Other funds for the transaction will come from preferred equity and equity.

Closing is expected before the end of the third quarter, subject to court approval, the approval of DH’s shareholders and other customary conditions.

Misys, a Vista Equity Partners portfolio company, is a London-based provider of financial services software. DH is a Toronto-based financial technology provider.

Truck Hero on deck

Truck Hero set a bank meeting for 10:30 a.m.

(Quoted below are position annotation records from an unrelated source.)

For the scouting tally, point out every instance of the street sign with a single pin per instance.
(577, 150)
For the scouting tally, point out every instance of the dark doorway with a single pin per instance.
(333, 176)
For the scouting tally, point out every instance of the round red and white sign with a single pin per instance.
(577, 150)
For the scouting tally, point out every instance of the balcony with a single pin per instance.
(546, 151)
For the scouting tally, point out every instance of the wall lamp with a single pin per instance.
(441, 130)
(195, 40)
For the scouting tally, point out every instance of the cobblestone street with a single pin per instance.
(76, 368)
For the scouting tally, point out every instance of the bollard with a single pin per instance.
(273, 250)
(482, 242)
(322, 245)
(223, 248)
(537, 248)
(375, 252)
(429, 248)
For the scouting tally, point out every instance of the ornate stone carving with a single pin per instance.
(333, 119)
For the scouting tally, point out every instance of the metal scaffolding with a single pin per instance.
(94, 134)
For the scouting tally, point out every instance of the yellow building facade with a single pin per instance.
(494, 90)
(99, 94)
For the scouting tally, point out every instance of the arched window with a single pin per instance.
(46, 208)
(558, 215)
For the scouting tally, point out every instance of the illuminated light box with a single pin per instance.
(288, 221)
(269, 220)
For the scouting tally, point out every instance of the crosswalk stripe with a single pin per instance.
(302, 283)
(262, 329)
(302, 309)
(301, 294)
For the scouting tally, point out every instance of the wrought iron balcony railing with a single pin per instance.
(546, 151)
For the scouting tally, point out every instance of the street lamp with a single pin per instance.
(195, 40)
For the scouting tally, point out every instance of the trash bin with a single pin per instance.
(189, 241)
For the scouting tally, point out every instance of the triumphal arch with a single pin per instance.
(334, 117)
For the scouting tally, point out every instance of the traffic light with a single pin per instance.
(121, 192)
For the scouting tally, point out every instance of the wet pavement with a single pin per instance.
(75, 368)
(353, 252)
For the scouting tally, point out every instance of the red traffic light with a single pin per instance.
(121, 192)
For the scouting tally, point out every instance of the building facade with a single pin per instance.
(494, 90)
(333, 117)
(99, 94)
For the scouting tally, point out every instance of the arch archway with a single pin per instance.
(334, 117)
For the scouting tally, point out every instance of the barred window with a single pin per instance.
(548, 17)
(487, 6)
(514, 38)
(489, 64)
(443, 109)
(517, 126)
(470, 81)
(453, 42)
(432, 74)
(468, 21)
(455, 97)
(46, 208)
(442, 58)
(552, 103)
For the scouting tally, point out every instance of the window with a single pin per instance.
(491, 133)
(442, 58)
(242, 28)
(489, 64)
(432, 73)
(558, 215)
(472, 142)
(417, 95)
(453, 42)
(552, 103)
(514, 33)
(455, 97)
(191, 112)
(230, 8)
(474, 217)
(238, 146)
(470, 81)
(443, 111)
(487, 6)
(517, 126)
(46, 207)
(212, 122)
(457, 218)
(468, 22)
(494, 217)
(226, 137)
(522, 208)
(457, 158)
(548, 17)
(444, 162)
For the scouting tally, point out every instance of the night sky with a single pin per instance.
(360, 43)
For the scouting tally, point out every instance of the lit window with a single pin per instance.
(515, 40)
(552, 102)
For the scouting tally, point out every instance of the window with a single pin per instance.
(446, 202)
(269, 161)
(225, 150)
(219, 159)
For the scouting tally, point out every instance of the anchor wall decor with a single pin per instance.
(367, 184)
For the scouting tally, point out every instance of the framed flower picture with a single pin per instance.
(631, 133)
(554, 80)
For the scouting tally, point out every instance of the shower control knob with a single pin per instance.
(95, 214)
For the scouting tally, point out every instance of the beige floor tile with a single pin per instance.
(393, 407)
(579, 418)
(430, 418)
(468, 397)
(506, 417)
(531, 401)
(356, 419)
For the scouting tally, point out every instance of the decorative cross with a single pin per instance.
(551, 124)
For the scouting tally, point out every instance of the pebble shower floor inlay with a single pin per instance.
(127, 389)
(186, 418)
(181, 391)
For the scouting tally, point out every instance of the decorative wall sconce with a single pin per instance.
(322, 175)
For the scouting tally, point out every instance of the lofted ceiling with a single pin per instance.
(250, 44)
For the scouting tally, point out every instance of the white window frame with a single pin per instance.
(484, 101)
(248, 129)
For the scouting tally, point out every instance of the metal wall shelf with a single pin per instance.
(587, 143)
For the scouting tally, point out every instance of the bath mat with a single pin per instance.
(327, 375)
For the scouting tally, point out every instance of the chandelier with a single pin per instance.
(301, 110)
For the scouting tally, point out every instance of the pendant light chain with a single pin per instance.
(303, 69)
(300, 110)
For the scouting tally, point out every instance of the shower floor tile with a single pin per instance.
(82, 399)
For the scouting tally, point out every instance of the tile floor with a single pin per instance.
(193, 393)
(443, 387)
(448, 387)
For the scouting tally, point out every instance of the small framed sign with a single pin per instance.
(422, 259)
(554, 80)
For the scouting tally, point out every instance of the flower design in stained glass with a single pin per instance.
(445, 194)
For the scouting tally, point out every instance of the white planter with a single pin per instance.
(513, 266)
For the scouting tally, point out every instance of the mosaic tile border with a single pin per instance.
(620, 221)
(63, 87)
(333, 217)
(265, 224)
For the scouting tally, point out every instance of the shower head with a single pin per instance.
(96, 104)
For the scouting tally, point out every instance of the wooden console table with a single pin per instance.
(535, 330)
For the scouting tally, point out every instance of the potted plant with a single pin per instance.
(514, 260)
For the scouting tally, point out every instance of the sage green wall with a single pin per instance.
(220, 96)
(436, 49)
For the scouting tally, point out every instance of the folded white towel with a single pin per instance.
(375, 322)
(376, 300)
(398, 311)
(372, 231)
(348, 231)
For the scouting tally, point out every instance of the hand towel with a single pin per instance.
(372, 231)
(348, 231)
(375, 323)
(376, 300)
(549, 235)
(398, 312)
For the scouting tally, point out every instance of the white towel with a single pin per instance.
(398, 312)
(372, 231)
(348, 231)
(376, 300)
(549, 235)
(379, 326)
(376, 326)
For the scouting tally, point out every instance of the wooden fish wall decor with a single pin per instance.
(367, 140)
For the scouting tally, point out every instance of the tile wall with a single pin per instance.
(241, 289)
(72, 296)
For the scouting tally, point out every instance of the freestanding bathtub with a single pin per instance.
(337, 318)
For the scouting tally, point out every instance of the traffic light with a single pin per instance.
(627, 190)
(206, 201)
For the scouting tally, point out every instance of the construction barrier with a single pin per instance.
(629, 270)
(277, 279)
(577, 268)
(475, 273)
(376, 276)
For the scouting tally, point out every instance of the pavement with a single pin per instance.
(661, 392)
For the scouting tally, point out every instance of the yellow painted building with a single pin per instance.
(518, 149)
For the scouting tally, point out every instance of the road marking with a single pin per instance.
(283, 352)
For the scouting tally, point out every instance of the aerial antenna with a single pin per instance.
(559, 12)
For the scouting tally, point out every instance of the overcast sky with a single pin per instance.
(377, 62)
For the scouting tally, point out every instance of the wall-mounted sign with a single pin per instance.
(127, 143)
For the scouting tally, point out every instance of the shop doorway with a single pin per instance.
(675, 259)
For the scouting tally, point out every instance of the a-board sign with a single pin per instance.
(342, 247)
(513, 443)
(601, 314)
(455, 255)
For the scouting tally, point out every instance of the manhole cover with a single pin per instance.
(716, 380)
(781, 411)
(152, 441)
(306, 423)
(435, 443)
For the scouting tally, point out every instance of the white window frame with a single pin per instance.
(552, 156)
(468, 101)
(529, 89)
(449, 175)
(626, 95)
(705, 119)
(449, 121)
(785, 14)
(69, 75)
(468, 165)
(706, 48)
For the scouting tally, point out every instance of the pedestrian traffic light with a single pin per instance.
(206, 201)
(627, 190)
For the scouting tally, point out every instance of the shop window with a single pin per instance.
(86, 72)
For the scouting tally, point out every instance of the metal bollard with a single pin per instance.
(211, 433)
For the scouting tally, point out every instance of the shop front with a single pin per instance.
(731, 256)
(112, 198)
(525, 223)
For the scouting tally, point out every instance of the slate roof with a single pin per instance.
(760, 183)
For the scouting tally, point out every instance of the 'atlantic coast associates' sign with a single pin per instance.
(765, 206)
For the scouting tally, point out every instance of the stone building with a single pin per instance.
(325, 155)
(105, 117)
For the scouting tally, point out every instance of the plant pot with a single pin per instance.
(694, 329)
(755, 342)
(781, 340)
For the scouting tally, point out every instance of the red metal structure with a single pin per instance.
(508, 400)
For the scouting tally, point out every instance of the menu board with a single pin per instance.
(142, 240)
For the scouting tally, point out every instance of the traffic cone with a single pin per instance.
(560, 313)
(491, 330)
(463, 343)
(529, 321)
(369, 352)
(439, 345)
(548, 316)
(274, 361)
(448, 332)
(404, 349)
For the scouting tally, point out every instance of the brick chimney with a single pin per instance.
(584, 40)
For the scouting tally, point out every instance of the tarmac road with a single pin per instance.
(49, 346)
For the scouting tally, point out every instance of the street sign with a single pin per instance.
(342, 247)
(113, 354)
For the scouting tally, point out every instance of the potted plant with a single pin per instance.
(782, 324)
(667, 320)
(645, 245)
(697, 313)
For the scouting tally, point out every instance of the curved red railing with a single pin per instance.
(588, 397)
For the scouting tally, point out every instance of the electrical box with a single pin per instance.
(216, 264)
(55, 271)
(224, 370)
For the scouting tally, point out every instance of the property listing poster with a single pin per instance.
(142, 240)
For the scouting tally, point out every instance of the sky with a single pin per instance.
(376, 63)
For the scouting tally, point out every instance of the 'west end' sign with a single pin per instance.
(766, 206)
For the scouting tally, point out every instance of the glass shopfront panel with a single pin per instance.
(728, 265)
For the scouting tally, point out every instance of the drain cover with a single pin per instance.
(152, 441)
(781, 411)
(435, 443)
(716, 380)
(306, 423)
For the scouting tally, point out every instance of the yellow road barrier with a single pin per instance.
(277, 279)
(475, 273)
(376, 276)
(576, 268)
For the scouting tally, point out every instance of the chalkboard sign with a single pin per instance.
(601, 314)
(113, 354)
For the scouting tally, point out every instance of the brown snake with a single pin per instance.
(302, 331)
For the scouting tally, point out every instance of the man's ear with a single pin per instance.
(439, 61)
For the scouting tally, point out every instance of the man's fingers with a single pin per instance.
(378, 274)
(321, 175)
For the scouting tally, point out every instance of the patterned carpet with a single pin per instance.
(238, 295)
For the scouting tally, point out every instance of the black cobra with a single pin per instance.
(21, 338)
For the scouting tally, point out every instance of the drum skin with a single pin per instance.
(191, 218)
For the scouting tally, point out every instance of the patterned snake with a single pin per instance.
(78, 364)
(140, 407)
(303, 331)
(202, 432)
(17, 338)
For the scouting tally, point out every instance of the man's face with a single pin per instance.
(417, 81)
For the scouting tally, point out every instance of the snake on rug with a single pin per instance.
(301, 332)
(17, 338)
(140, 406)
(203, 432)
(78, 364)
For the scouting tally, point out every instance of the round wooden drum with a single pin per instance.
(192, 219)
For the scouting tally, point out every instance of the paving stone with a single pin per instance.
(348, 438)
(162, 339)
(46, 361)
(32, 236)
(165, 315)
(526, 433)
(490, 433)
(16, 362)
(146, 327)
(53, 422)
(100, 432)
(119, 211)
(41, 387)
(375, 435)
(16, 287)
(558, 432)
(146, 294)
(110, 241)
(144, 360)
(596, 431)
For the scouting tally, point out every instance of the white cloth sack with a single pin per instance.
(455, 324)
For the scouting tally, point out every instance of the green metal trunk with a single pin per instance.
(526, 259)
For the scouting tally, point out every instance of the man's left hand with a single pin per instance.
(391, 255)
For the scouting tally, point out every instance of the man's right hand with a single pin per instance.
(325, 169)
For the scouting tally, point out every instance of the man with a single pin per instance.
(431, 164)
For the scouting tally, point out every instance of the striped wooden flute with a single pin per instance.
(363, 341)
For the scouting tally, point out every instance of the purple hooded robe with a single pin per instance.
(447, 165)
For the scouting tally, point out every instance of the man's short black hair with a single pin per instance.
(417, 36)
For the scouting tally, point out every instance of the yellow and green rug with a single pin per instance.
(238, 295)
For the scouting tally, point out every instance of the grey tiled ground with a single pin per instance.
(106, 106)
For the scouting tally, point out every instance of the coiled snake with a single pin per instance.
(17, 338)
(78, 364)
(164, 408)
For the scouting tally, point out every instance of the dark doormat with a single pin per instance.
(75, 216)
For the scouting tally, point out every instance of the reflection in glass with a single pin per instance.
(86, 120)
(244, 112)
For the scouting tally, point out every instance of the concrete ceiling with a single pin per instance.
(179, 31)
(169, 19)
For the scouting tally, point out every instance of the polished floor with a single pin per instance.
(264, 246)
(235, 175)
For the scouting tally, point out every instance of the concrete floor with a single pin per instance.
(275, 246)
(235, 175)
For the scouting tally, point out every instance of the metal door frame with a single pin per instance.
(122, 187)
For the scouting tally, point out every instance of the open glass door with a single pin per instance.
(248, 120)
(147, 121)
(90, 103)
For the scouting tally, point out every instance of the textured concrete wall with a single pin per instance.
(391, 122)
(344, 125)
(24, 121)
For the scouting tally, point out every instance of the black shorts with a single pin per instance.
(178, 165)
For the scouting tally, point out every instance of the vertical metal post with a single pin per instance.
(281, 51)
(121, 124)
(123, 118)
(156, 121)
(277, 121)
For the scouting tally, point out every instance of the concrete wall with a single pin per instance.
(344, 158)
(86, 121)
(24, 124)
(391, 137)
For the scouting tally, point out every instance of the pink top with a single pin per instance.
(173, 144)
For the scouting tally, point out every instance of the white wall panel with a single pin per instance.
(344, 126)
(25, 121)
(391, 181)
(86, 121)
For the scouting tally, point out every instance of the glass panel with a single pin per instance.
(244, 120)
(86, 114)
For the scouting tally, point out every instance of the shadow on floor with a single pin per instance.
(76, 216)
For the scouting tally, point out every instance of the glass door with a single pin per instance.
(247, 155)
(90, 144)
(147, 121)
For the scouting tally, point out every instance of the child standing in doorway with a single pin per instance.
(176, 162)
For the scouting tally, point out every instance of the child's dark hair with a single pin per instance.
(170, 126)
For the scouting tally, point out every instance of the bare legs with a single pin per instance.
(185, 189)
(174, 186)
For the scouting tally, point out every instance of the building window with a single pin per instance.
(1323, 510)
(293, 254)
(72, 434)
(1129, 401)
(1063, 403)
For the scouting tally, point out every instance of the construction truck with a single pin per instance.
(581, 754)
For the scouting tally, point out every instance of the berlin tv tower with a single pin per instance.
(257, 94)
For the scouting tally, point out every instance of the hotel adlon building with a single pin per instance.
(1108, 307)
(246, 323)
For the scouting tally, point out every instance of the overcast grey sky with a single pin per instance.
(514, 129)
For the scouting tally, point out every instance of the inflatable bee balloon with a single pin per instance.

ET on Wednesday to launch $1,025,000,000 in senior secured credit facilities that will be used to help fund its previously announced buyout by CCMP Capital Advisors LLC, according to a market source.

The facilities consist of a $100 million five-year revolver, a $675 million seven-year covenant-light first-lien term loan that includes 101 soft call protection for six months, and a $250 million eight-year covenant-light second-lien term loan that has call protection of 102 in year one and 101 in year two, the source said.

Jefferies Finance LLC, Antares Capital, Golub, Citizens Bank, Natixis and SunTrust Robinson Humphrey Inc. are leading the deal.

Upon closing, which is expected this quarter, subject to customary conditions, TA Associates, the current holders of a majority interest in Truck Hero, and founding chief executive officer Bill Reminder and chief operating officer Kelly Kneifl will remain significant investors in the company.

Truck Hero is an Ann Arbor, Mich.-based provider of truck bed covers and other truck and Jeep accessories.